フランスに長くいたことがある知人から聞いたのですが、フランスでは、小学校の高学年になると、万年筆を使うのが必須だそうです。
とくに、ディクテ(先生が読み上げる文章をそのまま正確に記述する)や書写などの場合には、必ず万年筆を使うように言われるとか。
たしか、パリに行ったときに、さまざまな色のカートリッジを売っているお店があって、果たして商売が成り立っているのだろうか、と不思議に思ったことがあったのですが、その背景には、フランスの人々が、子供の頃から万年筆を使う習慣を身につけているという事情があるのかもしれません。
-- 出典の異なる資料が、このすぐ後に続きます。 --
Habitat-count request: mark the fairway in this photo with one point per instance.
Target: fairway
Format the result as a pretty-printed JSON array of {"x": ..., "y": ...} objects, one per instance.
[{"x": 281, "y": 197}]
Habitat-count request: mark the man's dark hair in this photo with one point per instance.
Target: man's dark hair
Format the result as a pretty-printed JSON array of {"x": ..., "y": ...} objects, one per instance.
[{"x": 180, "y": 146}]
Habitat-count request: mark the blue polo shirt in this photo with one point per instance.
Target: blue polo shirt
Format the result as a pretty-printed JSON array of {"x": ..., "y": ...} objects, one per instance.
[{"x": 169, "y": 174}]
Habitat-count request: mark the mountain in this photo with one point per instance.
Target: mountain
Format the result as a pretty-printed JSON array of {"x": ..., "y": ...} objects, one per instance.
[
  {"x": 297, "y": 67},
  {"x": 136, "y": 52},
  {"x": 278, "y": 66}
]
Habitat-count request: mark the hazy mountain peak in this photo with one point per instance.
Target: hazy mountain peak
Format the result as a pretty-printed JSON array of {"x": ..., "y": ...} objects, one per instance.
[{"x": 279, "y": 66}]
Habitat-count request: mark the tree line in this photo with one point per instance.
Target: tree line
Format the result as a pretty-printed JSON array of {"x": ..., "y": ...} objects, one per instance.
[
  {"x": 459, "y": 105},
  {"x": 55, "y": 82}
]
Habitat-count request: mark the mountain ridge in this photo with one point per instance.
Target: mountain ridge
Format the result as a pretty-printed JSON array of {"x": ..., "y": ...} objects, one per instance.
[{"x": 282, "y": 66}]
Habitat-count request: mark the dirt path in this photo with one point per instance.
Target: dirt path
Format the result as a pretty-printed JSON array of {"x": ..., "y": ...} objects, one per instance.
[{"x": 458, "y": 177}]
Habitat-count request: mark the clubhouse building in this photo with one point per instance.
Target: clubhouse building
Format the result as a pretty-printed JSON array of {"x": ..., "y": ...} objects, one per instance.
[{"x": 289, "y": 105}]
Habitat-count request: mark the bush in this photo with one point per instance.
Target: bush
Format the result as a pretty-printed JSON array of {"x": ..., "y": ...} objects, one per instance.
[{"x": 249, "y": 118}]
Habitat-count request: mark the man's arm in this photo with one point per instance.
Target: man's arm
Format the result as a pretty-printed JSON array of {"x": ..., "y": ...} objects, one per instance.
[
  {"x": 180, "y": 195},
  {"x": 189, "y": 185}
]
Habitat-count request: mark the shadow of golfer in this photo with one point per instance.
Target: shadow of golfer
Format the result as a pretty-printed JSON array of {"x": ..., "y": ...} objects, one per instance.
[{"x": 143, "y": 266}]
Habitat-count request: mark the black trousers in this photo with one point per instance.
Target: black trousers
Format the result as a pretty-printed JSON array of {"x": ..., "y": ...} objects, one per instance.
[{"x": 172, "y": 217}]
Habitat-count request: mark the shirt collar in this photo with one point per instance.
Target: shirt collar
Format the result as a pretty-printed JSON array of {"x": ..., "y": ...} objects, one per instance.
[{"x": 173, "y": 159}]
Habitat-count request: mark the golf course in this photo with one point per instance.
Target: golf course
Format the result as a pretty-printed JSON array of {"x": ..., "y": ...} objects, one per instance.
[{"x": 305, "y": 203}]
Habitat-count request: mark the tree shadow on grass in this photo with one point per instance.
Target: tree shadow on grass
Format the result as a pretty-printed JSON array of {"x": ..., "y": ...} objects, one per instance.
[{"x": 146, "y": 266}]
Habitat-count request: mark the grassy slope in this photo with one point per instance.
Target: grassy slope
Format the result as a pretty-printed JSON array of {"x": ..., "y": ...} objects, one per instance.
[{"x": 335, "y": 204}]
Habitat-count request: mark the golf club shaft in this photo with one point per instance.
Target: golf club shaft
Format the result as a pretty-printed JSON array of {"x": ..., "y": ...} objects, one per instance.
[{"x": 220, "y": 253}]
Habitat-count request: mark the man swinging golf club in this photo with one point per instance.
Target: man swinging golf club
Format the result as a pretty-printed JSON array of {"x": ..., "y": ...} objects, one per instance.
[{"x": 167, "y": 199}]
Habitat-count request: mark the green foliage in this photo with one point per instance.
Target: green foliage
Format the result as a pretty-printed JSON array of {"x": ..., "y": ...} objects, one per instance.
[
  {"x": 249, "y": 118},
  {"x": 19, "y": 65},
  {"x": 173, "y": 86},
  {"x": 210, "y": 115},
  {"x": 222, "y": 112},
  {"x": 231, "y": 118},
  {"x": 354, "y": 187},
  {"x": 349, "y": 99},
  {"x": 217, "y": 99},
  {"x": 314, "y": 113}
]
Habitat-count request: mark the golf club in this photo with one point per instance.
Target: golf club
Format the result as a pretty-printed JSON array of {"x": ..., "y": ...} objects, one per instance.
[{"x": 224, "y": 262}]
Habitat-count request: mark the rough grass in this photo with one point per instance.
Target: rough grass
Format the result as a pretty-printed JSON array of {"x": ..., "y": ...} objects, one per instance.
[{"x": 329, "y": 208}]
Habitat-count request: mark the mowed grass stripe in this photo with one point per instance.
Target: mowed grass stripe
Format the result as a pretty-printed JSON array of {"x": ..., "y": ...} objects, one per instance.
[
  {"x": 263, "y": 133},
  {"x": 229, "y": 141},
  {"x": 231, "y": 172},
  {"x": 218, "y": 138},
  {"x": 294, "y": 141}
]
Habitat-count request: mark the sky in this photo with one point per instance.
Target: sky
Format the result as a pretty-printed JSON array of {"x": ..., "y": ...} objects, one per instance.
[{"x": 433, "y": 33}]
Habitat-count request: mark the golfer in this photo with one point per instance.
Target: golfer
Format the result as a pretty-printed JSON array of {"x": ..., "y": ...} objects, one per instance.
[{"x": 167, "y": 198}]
翻って、我が国ではそのような教育は行われないようです。今年は、新年から大学の筆記試験の採点に追われたのですが、学生の答案のすべてが、シャーペンか鉛筆で書かれていました。
 いちがいに決めつけるわけにはいきませんが、小学生が万年筆を使っている国と、大学生が鉛筆で答案を書いている国とでは、やはり何かが違っているような気がして、複雑な気持ちになりました。
万年筆を長く使っていると、頭の中でまずしっかりと文章を組み立ててから書き始めるという習慣が身についていくことでしょう。
そして鉛筆で書く習慣が付いている人は、消しゴムで簡単に消せるので、書きながら修正していく習慣が身についていくことでしょう。
ワープロソフトなどパソコンで文字を入力する時代ですから、どちらでもよいのかもしれませんが、万年筆で論文を書いたり、手紙を書いたりできるということは、やはり意味があることではないかという気もします。

私のモーツァルトのCDのジャケットは、坂口紀良先生のガラス絵を使わせていただいています。
ガラス絵は、鏡の裏に回って乗せていく感じで、すべて逆から書いていかれる独特の手法です。
まさに即興の世界、書き直しや訂正は一切ききません。坂口先生はフランスにいらして、独自の世界を築いてこられ、日本にもたくさんのファンをお持ちです。
演奏も1回の勝負、まさに万年筆やガラス絵の世界と言えましょう。

コメント

  1. yuko より:

    先日、学生と話していたら、万年筆と急須を使ったことがない人がほとんどでした。
    ボールペンとシャーペンとペットボトルのお茶だそうです。
    そうかと思うと知り合いの男性で、いつも巻紙に筆で手紙を書く人がいます。彼曰く、字が下手でもうまく見える、というのがその理由だそうです。

  2. nishisan より:

    フランスと万年筆、
    そうでしたか。
    久元さんの思いが良く分かります。
    受験生は今、
    鉛筆よりもボールペンの時代だと
    思い込んでいました。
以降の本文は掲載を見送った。